Esto tiene que ver con que desde hace muchos años, y creo que a nivel global,  se perdió de manera absoluta la confianza en lo que se llamaban los meta-relatos, y también se perdió la confianza en la capacidad del lenguaje para ser el depósito de autenticidad. Solo se abordaba la creación literaria desde las posibilidades más mañosas o juguetonas del lenguaje. A mí me apetece utilizar la lengua literaria, no para hablar de la verdad como algo único, algo teológico o sacralizado, sino para hablar de la posibilidad de las verdades de las experiencias individuales que pueden de algún modo unirnos de manera fraterna con los demás. Creo que estamos muy necesitados de esto en la época de las post-verdades y en la época de las mentiras manifiestas, y creo que en este sentido la literatura puede ser un espacio para la resistencia y para el desarrollo de la conciencia crítica. Un lugar donde tener la posibilidad de mirar el mundo con unos ojos diferentes a la de los medios de comunicación o a la manipulación a la que todos estamos sometidos en mayor o menor medida.

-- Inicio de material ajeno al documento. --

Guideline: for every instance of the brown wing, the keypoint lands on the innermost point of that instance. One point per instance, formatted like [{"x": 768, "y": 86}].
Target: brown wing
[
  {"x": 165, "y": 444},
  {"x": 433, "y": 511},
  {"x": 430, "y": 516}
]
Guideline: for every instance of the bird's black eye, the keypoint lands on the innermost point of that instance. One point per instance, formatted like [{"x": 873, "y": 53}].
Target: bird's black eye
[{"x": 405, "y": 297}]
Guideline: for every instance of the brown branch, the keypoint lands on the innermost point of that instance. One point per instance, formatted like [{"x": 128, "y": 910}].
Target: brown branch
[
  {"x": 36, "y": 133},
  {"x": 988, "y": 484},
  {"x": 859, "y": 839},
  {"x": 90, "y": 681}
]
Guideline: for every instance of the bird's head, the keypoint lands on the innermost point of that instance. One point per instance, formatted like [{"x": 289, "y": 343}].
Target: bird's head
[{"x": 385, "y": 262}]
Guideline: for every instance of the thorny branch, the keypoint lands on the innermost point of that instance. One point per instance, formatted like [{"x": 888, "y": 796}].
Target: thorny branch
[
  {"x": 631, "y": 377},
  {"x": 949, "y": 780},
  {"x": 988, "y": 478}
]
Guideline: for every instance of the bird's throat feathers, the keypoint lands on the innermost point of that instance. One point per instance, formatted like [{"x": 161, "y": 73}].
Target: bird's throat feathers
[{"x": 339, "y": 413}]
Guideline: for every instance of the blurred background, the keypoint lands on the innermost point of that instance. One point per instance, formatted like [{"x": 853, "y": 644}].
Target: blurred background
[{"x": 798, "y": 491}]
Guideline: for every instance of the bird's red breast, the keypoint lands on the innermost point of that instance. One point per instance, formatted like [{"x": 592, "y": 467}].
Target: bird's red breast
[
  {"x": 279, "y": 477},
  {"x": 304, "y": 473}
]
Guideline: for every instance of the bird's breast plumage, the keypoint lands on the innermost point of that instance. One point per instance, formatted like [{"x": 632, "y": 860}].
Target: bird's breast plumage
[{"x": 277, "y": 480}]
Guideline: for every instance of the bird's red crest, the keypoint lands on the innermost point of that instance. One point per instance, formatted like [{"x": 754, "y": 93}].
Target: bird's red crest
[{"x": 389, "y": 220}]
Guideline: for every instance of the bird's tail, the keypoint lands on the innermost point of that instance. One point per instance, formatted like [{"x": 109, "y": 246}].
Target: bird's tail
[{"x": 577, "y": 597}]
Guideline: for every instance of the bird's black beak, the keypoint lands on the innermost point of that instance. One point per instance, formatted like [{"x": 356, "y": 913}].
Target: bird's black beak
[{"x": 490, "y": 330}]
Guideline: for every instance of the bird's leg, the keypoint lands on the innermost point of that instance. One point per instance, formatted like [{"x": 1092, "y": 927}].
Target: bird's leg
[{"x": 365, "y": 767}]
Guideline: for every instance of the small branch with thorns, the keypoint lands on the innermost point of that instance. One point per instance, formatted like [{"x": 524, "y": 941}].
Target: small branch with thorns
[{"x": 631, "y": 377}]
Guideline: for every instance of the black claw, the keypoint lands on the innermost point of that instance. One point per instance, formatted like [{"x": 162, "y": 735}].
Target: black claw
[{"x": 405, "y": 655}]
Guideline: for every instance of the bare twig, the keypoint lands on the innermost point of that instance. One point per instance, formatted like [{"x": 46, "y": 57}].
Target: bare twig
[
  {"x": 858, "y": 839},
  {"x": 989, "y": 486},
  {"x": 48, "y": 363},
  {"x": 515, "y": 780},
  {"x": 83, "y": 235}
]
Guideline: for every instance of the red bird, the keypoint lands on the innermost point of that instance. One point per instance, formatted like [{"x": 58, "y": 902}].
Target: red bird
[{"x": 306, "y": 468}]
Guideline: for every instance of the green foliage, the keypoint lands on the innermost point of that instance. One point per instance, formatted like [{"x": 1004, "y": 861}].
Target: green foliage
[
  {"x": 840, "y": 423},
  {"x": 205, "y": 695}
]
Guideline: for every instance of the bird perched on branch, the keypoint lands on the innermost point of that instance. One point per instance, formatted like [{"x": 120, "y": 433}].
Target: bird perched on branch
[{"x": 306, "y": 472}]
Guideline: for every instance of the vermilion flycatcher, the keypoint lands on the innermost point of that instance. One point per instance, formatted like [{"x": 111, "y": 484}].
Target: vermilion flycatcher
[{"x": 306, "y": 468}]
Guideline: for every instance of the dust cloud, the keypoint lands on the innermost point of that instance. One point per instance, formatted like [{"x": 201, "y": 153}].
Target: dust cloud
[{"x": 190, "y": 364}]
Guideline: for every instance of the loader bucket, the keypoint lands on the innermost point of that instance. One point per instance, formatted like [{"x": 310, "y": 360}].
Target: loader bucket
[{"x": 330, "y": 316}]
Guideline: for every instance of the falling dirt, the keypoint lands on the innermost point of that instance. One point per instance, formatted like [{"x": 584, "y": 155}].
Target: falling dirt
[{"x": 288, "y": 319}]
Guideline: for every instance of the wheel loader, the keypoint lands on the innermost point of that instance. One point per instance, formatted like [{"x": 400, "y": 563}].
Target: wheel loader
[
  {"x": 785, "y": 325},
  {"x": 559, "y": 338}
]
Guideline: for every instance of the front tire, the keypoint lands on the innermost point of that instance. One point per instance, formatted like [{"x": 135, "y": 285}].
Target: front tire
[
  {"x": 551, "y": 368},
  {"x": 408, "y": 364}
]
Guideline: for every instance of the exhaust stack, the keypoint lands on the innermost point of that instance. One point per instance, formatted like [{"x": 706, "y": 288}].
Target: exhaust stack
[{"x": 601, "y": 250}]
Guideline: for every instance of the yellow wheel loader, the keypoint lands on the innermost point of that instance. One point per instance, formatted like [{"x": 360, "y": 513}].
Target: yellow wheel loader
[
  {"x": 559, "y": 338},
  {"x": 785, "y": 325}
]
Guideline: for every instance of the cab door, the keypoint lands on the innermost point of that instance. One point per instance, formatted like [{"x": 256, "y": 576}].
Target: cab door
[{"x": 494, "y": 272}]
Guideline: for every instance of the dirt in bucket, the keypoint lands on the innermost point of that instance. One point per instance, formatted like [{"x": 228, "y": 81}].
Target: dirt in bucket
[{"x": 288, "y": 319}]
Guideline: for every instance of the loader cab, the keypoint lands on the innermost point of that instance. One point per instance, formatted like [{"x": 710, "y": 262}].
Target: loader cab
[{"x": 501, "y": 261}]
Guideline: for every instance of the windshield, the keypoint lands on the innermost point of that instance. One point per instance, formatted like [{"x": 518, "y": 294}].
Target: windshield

Creo que vivimos rodeados de ruidos, y que muy pocas veces paramos a escucharnos los unos a los otros. Todos tenemos muchas cosas que decir y queremos imponer nuestra voz y nuestro criterio, pero estamos perdiendo un poco nuestra capacidad de escucha, de escucha silenciosa de las contribuciones interesantes que pueda aportar el otro.  Creo que tenemos la necesidad de reflexionar, de pensar las cosas dos veces, de recuperar la capacidad de argumentación, de recuperar la empatía con el otro. De no asociar el pensamiento a las cosas veloces, a lo efímero, a lo publicitario. Creo que todas esas cosas que tenemos que contrapesar se asocian con ciertos avances tecnológicos y un lugar muy bueno para ejercer ese contrapeso es la literatura.

Otra cosa que me preocupa muchísimo y que de algún modo indica lo hipócrita que son las sociedades en las que vivimos, es que por una parte cuando la gente insulta esgrime el concepto de la libertad de expresión, confundiéndola con el exabrupto y el insulto. Por otra parte, somos una sociedad con la piel finísima, donde utilizamos cada vez más el concepto de la corrección política. Entonces, en qué quedamos. ¿Cómo se compatibiliza lo uno con lo otro?  Creo que estamos en un momento muy  delicado, en el que tenemos que formularnos muchas preguntas e intentar responder a ellas de manera literaria.

¿Estás trabajando en un nuevo libro?

Te voy a ser completamente sincera, no. No estoy trabajando en ningún nuevo libro porque saqué bastante seguido Farándula y Clavícula y he llegado a la conclusión de que este último y lo que estoy contando ahí, lo que le pasó a mi cuerpo y que reflejo en este libro, fue un poco la consecuencia del estrés al que me sometió el hecho de haber ganado el premio Herralde con Farándula. Estoy encantada y agradecidísima a Anagrama y al premio Herralde que ha conseguido que sea visible para escritores y lectores latinoamericanos, que antes no lo era. Pero por otra parte el premio me colocó bajo un foco al que no estaba acostumbrada. Yo era una escritora más modesta, y estar bajo el foco frente a tantas personas me fragilizó. Habrá otras personas a las que la experiencia las puede envalentonar, pero a mí me hizo tomar conciencia de mi pequeñez, y de ahí probablemente vino la experiencia de escribir Clavícula.

Ahora tengo que pararme y pensar. Porque además creo que soy una escritora que nunca ha escrito por escribir, que siempre su escritura ha nacido de una necesidad de contar lo que podía tener que ver con sus experiencias intelectuales o vivencias físicas. De modo que en este momento tengo que parar y decidir si verdaderamente merece la pena que tome la palabra y que los lectores dediquen su tiempo a un texto que yo haya escrito.